7. Schritt: Absprachen treffen und protokollieren. Der Konfliktberater notiert die Absprachen. Dass beim Aushandeln der künftigen Arbeitsbeziehung auch mal die Emotionen hochkochen, ist normal. Das sollte der Konfliktberater zulassen, damit der Druck aus dem Kessel weicht. Dabei muss er jedoch Fingerspitzengefühl zeigen, um zu verhindern, dass sich beim Gegenüber Druck aufbaut. Nach einiger Zeit kann er zum Beispiel ruhig sagen, dass der Gefühlsausbruch zeigt, wie viel Emotionen im Spiel sind und dass solche Verletzungen sicher auf beiden Seiten existieren.
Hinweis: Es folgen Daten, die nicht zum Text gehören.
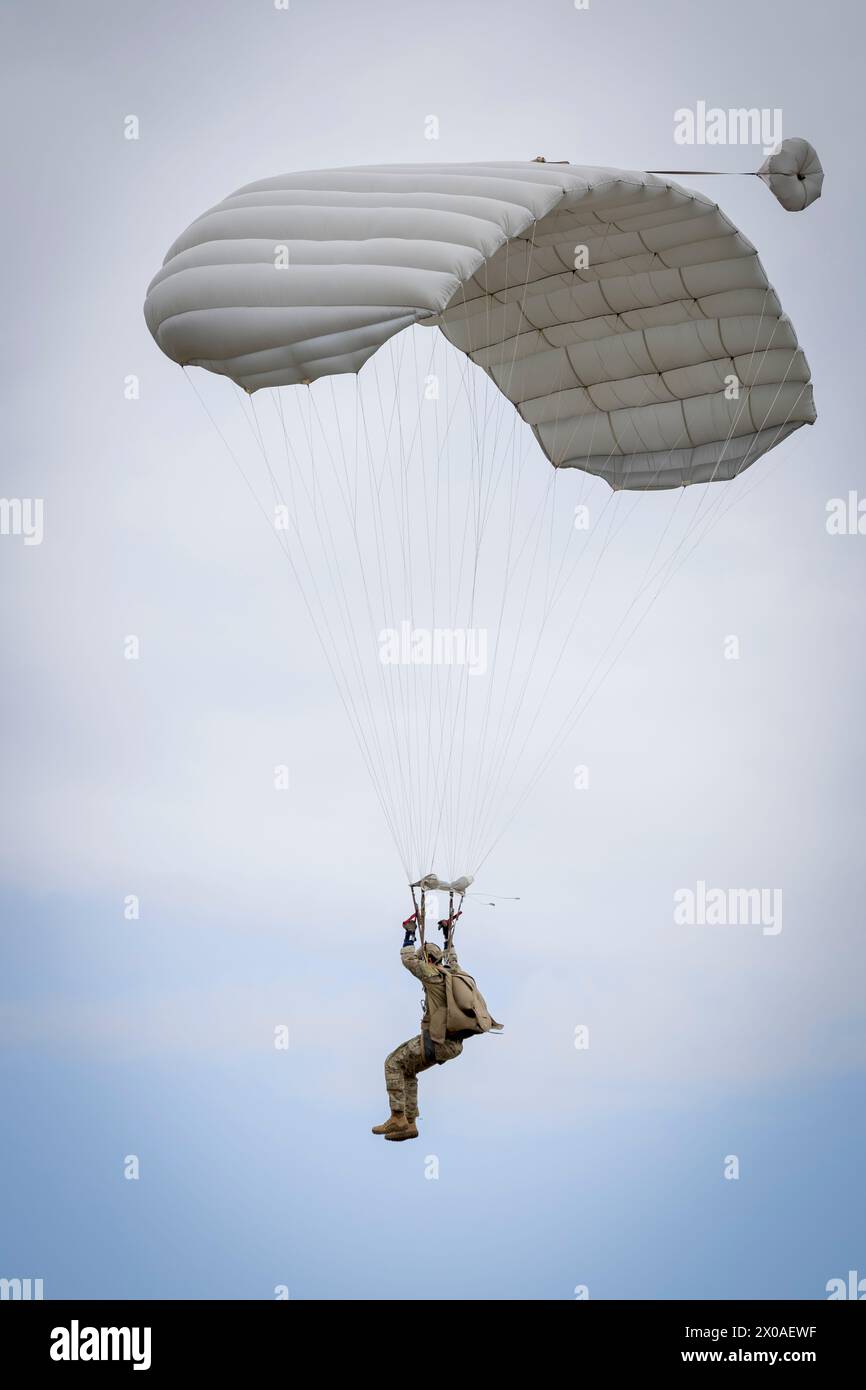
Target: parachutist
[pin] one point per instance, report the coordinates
(453, 1009)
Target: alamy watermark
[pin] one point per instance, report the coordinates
(738, 125)
(702, 906)
(24, 517)
(407, 645)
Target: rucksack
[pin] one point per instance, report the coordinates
(467, 1012)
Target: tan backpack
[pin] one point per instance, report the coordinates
(467, 1011)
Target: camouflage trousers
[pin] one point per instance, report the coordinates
(402, 1069)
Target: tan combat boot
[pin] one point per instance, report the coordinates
(403, 1129)
(389, 1123)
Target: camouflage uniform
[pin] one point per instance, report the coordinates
(402, 1065)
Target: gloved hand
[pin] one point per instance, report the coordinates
(409, 929)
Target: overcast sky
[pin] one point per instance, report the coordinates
(259, 906)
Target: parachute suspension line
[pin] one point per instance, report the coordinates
(320, 516)
(348, 491)
(666, 573)
(303, 594)
(483, 513)
(385, 581)
(541, 702)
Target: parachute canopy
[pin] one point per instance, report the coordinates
(794, 174)
(628, 321)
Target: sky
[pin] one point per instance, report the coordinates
(712, 1050)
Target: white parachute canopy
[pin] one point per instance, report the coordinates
(794, 174)
(610, 321)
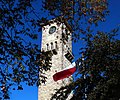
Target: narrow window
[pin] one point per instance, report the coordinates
(56, 46)
(51, 45)
(47, 46)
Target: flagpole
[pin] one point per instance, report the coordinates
(84, 76)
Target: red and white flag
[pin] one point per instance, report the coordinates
(65, 72)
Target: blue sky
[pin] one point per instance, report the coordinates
(112, 21)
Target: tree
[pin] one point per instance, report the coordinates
(21, 59)
(100, 70)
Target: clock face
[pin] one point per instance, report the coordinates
(52, 29)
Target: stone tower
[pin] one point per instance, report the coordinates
(56, 37)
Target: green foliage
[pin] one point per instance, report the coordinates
(20, 57)
(79, 13)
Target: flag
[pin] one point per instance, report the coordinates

Danach sollte er vorschlagen: "Lassen Sie uns wieder zu den Verhaltensweisen zurückkehren, die Sie sich wünschen."
Werden Absprachen eingehalten?
8. Schritt: Abschließen und Folgetermin vereinbaren. Die bei Konfliktmoderationen getroffenen Vereinbarungen erscheinen Außenstehenden oft als Kleinigkeiten oder Selbstverständlichkeiten. Für die Beteiligten sind sie jedoch wichtig, weil daran Emotionen hängen. Vereinbart werden sollte auch, was geschieht, wenn Absprachen nicht eingehalten werden.
Das müssen keine Sanktionen sein. Die Vereinbarung kann auch lauten: "Dann sprechen wir uns künftig darauf an." Vereinbaren sollte der Konfliktberater mit den Konfliktparteien auch einen Folgetermin, um zu überprüfen, ob die Absprachen eingehalten wurden und eventuell neue Konfliktpunkte entstanden sind.